As you start to take stock of your current position and begin to plan for the future, here are a number of resources to help you evaluate where you’re at and what actions you will want to take to move forward.
- Resources for Starting Your Assessment
- COWS, resources for high road, productive democracy
- Strong Towns, tools for making communities financially strong and resilient
- Urban3, promoting long term economic sustainability in development
- Center for Neighborhood Technology, improving cities’ economic and environmental sustainability
- Smart Cities Council, using technology to create smart, sustainable cities
- Government Finance Officers Association’s Fiscal First Aid
- Resources for Demographic and Economic Data
- Census Bureau, demographic data
- Moody’s economy.com, economic news and analysis
- George Washington University (Andrew Reamer):
- Non-traditional economic data sources, list of organizations
- Federal Sources of Entrepreneurship Data
- Counting for Dollars 2020, report 7B has census-guided federal spending by state
- Indiana University’s StatsAmerica, portal for data on places
- PolicyMap, geographic data
- Headwaters Economics tools, free data analysis tools
- Council for Community and Economic Research (C2ER), cost of living index and business incentives data
- Economic Innovation Group, promoting an innovative and accessible U.S. economy
- Resources on Innovation and Performance
- Harvard Kennedy School’s Ash Center for Democratic Governance and Innovation
- John Hopkins’ Center for Government Excellence (GovEx)
A Plan for Change
A companion to this post is the productive places road map, which provides focus areas and strategies to put you on the path to making significant changes. The plan is structured so that it can easily be loaded and managed in Envisio, but we have also created a customizable template to help you organize your plan if you don’t use software to manage performance.
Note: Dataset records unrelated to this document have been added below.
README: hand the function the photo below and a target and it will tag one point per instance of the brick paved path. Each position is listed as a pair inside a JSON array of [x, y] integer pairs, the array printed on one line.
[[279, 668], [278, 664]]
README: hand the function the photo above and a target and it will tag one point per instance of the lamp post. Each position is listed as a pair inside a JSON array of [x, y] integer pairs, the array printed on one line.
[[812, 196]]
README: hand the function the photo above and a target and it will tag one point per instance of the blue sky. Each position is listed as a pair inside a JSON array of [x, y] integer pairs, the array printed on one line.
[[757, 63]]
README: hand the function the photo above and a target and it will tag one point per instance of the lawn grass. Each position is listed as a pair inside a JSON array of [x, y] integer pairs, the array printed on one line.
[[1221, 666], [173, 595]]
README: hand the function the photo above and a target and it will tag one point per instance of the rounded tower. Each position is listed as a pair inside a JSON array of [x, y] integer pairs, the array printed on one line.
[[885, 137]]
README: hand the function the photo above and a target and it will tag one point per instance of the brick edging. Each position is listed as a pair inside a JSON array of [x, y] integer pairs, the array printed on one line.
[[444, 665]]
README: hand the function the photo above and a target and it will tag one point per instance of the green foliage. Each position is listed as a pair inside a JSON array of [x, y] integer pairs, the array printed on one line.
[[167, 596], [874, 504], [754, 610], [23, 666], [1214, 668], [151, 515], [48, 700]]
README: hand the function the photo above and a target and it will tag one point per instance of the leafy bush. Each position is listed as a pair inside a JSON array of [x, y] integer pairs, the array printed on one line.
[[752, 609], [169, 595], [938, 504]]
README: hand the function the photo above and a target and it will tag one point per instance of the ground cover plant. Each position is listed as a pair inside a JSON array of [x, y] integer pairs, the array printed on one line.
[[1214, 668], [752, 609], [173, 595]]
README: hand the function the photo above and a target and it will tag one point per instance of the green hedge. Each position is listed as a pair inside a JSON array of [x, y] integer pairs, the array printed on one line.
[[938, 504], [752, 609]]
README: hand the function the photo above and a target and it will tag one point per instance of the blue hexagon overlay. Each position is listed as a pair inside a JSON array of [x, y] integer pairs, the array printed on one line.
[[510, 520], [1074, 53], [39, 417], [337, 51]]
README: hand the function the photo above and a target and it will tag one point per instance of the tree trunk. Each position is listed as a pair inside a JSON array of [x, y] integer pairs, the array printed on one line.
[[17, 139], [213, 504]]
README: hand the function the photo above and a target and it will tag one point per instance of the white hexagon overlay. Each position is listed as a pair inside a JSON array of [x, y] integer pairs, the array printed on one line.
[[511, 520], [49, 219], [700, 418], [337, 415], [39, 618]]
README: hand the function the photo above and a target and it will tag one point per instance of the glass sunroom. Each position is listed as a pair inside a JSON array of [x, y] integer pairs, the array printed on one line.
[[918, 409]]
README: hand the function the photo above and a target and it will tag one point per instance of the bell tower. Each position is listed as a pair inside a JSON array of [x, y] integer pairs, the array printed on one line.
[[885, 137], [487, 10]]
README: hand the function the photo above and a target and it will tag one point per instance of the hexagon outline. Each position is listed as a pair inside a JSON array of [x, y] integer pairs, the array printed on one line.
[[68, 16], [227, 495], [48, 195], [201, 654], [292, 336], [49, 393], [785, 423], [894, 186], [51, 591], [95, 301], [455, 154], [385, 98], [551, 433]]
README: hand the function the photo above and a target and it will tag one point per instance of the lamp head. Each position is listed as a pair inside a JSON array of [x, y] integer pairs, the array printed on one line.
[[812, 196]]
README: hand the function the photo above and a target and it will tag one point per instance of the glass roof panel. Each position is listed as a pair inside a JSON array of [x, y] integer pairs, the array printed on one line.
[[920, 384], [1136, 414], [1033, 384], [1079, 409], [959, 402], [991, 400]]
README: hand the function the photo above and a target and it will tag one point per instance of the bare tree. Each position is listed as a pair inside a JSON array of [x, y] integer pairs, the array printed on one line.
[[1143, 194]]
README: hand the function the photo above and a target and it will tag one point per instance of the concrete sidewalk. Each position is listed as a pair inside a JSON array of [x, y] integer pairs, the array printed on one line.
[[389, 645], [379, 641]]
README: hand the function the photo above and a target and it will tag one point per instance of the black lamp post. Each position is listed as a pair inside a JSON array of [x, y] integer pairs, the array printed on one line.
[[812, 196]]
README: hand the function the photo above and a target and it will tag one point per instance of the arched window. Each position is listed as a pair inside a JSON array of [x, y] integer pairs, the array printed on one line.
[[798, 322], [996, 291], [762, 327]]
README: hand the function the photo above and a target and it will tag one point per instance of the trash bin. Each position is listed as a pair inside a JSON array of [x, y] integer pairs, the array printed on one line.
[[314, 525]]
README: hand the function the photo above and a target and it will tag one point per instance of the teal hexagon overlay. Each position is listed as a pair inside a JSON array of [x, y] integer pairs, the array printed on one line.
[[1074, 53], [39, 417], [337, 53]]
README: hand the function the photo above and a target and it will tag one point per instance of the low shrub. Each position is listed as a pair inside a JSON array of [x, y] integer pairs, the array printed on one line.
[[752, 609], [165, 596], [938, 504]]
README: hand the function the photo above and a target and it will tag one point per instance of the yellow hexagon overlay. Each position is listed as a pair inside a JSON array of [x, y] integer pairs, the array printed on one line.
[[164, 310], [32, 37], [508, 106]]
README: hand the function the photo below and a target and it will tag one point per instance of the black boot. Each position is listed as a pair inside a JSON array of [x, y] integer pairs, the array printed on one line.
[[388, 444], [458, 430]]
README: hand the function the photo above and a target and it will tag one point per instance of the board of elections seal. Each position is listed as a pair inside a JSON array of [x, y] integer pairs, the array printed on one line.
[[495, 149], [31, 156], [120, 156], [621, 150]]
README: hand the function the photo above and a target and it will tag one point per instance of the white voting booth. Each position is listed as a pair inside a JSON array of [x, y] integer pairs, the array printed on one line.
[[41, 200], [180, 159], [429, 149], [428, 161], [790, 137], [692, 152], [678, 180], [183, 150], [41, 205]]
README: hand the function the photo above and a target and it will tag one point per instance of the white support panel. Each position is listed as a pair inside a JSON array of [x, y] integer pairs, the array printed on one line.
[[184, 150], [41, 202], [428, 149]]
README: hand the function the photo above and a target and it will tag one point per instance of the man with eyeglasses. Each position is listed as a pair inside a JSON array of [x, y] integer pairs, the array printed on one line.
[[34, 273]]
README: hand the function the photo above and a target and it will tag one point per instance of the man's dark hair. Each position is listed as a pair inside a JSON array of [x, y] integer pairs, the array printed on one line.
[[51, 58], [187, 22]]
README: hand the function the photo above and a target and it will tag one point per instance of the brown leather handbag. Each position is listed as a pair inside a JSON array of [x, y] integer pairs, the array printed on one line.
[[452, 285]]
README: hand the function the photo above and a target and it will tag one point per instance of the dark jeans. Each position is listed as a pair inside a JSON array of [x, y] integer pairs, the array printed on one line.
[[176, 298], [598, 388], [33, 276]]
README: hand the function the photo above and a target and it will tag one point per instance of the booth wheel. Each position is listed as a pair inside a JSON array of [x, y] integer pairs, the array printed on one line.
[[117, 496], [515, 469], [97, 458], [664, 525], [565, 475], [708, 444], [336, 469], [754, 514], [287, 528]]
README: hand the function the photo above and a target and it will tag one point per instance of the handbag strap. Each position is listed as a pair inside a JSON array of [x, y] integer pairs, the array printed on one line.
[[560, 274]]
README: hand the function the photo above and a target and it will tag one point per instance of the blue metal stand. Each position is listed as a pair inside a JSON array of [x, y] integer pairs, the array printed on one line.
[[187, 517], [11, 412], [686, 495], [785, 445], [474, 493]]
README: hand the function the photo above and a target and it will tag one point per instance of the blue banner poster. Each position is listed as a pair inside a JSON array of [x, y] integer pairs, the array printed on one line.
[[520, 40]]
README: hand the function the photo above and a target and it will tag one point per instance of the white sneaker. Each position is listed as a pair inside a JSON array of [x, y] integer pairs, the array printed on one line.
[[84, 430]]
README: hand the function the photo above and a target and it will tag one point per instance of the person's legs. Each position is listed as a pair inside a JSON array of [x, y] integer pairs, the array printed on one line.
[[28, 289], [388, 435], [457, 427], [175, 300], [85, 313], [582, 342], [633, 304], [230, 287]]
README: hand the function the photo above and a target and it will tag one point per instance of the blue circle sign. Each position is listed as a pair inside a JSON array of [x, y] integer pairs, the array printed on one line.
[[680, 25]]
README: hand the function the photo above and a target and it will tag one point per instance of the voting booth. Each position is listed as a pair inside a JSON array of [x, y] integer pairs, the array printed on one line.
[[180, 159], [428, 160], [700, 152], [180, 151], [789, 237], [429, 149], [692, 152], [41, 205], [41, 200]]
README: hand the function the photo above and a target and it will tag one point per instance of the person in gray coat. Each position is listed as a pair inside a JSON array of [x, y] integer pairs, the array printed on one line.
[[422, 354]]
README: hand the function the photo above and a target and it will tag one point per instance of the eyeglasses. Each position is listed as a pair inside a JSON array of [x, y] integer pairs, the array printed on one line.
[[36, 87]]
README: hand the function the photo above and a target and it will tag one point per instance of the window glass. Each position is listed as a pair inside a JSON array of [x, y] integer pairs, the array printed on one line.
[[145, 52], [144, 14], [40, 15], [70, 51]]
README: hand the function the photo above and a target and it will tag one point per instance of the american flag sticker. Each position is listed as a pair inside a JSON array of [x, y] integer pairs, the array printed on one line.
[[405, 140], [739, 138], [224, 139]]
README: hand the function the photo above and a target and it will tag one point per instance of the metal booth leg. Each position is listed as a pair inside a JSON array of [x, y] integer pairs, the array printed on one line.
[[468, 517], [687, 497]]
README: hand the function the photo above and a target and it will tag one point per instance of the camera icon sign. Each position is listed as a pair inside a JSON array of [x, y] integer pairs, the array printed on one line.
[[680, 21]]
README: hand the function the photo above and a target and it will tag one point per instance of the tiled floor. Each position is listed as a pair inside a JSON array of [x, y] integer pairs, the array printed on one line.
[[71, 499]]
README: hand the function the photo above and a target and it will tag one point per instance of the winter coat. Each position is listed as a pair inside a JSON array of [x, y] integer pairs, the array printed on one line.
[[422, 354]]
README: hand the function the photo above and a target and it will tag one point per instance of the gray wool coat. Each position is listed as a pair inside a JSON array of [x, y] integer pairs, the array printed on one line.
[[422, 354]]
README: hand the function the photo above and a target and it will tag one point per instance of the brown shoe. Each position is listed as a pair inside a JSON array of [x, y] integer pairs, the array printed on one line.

There are five key complementary requirements of this effort covering the key areas for local government service delivery, policy formation, and management:
- Community Engagement and Outreach—To best inform our community about strategic choices and understand what our constituents want and need we must engage in an ongoing dialogue with them, using what we learn to inform policy decisions, service design and resource allocations.
- Best Use of Financial Resources—We have a limited amount of resources that can be affected by numerous factors so we must understand and manage those resources carefully and with the ability to respond to changing conditions.
- Best Use of Physical / Natural Assets—The natural and built environment are the building blocks of our community and we must plan to use these resources in ways that are sustainable and protect our ability to prosper in the future.
- Best use of Human Resources—Our people must be empowered to make decisions and provide excellent customer service while we develop their skills and help them achieve their goals. As organizations, we must build leadership qualities for today and identify and develop the leaders of tomorrow.
- Management Alignment / Processes / Performance Management—We must provide efficient and effective processes to manage and deliver services. Once the processes have been designed and implemented, the data we collect about them can help us to monitor progress, improve performance and achieve the outcomes our community desires.
Our road map and template will flesh the focus areas out with recommended strategies and key performance indicators.